Immunosuppression: Evolution in Practice and Trends, 1994–2004


  • Note on sources: The articles in this report are based on the reference tables in the 2005 OPTN/SRTR Annual Report, which are not included in this publication. Many relevant data appear in the figures and table included here; other tables from the Annual Report that serve as the basis for this article include the following: Tables 1.9a and b, 5.6a–i, 6.6a–i, 7.6a–i, 8.6a–i, 9.6a–i, 10.6a–i, 11.6a–i, 12.6a–i, 13.6a–i, 15.4a and b, 15.5a and b and 15.4–15.15. All of these tables may be found online at


Over the last 10 years, there have been important changes in immunosuppression management and strategies for solid-organ transplantation, characterized by the use of new immunosuppressive agents and regimens. An organ-by-organ review of OPTN/SRTR data showed several important trends in immunosuppression practice. There is an increasing trend toward the use of induction therapy with antibodies, which was used for most kidney, pancreas after kidney (PAK), simultaneous pancreas-kidney (SPK) and pancreas transplant alone (PTA) recipients in 2004 (72–81%) and for approximately half of all intestine, heart and lung recipients.
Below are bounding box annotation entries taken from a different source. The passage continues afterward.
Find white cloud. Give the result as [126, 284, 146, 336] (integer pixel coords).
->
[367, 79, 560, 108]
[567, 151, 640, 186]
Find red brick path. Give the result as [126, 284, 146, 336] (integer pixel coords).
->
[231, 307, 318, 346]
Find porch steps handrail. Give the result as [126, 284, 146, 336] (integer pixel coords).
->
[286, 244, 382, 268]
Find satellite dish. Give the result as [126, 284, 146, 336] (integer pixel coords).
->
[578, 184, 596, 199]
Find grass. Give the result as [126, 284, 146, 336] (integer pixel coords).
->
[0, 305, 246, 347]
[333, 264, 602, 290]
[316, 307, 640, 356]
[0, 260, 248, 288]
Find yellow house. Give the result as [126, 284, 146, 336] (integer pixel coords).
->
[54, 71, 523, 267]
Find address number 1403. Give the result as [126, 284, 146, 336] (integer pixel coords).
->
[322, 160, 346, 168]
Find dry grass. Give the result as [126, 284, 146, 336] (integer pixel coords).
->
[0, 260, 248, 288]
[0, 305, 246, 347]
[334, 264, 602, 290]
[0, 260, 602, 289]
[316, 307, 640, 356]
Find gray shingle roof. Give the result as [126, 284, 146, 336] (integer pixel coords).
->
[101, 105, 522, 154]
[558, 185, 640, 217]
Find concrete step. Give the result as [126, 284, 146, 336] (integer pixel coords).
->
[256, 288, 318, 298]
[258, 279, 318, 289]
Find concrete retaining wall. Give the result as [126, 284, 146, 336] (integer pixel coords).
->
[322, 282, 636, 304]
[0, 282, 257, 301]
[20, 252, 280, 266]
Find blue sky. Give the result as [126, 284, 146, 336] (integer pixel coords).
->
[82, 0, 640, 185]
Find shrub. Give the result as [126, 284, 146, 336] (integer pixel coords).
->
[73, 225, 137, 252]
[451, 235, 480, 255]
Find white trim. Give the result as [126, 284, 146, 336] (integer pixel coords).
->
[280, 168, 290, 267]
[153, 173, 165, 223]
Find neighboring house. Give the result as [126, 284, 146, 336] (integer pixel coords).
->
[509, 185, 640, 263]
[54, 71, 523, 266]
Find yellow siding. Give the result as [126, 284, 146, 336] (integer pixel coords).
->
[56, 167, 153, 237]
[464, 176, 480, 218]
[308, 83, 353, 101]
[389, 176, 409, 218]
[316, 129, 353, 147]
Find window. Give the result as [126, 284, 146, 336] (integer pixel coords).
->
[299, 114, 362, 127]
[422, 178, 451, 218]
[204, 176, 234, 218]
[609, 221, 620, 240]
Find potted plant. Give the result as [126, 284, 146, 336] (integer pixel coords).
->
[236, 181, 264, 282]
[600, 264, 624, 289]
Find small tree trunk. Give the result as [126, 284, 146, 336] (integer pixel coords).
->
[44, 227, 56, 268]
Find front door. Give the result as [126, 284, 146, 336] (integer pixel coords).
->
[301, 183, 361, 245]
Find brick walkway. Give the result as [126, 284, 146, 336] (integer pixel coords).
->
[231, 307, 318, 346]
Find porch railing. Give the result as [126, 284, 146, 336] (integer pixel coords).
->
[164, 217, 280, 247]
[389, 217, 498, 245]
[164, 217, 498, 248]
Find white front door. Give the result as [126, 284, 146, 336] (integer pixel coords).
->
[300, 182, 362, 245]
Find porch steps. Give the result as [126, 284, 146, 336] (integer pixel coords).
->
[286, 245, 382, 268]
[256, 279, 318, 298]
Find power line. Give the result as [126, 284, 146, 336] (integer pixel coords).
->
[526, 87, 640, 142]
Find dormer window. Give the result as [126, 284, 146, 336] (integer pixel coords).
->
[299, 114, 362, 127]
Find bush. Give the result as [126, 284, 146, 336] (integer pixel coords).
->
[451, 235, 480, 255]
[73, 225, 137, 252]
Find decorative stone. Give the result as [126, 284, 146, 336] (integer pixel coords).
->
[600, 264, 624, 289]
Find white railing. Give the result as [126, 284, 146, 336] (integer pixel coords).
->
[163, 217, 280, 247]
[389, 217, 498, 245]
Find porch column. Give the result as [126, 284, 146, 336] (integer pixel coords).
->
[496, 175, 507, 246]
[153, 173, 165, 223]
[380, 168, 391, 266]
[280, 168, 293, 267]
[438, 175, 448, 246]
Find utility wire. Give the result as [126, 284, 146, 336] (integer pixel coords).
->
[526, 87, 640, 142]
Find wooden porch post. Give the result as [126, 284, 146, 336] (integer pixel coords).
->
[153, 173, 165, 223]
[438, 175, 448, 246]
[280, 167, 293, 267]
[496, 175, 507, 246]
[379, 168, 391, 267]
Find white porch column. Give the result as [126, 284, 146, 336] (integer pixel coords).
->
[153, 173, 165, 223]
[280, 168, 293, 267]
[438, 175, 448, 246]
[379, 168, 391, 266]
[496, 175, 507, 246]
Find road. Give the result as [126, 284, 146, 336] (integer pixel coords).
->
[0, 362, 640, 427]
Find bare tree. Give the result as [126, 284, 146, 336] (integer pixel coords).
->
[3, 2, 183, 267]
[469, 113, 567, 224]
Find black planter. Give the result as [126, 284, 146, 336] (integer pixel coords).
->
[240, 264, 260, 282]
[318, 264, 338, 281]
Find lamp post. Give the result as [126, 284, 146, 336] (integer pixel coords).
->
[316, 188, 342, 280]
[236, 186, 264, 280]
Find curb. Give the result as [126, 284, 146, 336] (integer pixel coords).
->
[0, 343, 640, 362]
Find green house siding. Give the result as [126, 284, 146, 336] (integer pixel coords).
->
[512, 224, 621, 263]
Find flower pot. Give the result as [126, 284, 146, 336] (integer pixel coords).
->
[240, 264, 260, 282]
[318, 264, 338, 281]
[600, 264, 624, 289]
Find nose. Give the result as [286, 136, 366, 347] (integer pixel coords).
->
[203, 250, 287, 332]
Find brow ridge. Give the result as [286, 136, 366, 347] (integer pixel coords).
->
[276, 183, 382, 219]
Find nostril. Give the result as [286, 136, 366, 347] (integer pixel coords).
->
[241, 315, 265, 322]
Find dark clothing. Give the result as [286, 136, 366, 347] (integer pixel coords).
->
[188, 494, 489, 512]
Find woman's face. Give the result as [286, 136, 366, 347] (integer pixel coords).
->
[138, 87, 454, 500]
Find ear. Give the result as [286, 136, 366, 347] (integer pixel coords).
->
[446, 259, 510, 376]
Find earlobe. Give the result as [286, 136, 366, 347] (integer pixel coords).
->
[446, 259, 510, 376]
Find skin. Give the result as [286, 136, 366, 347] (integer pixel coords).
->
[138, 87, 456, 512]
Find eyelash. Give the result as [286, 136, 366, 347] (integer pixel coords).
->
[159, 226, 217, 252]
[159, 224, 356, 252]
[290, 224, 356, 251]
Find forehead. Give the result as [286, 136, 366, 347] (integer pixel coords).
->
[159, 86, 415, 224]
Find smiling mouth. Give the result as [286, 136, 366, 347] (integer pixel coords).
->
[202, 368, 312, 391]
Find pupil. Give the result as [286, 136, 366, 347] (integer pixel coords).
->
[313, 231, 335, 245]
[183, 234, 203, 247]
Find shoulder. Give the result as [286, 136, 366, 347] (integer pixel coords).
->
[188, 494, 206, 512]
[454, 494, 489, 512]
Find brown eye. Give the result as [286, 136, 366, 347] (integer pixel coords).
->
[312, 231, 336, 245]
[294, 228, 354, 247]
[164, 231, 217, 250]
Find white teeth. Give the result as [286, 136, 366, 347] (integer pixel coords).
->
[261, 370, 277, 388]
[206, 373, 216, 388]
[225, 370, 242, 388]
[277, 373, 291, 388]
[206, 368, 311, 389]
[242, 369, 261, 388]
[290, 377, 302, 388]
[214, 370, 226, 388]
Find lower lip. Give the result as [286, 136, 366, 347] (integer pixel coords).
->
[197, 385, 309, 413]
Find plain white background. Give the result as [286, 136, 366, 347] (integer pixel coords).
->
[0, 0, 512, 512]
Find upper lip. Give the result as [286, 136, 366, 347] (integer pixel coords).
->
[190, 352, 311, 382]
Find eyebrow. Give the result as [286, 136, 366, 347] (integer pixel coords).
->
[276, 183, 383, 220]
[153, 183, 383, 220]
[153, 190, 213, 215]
The highest usage of the tacrolimus/mycophenolate mofetil combination as discharge regimen was reported for SPK (72%) and PAK (64%) recipients. Maintenance of the original discharge regimen through the first 3 years following transplantation varied significantly by organ and drug. The usage of calcineurin inhibitors for maintenance therapy was characterized by a clear transition from cyclosporine to tacrolimus. Corticosteroids were administered to the majority of patients; however, steroid-avoidance and steroid-withdrawal protocols have become increasingly common. The percentage of patients treated for acute rejection during the first year following transplantation has continued to decline, reaching 13% for those who received a kidney in 2003, 48% of which cases were treated with antibodies.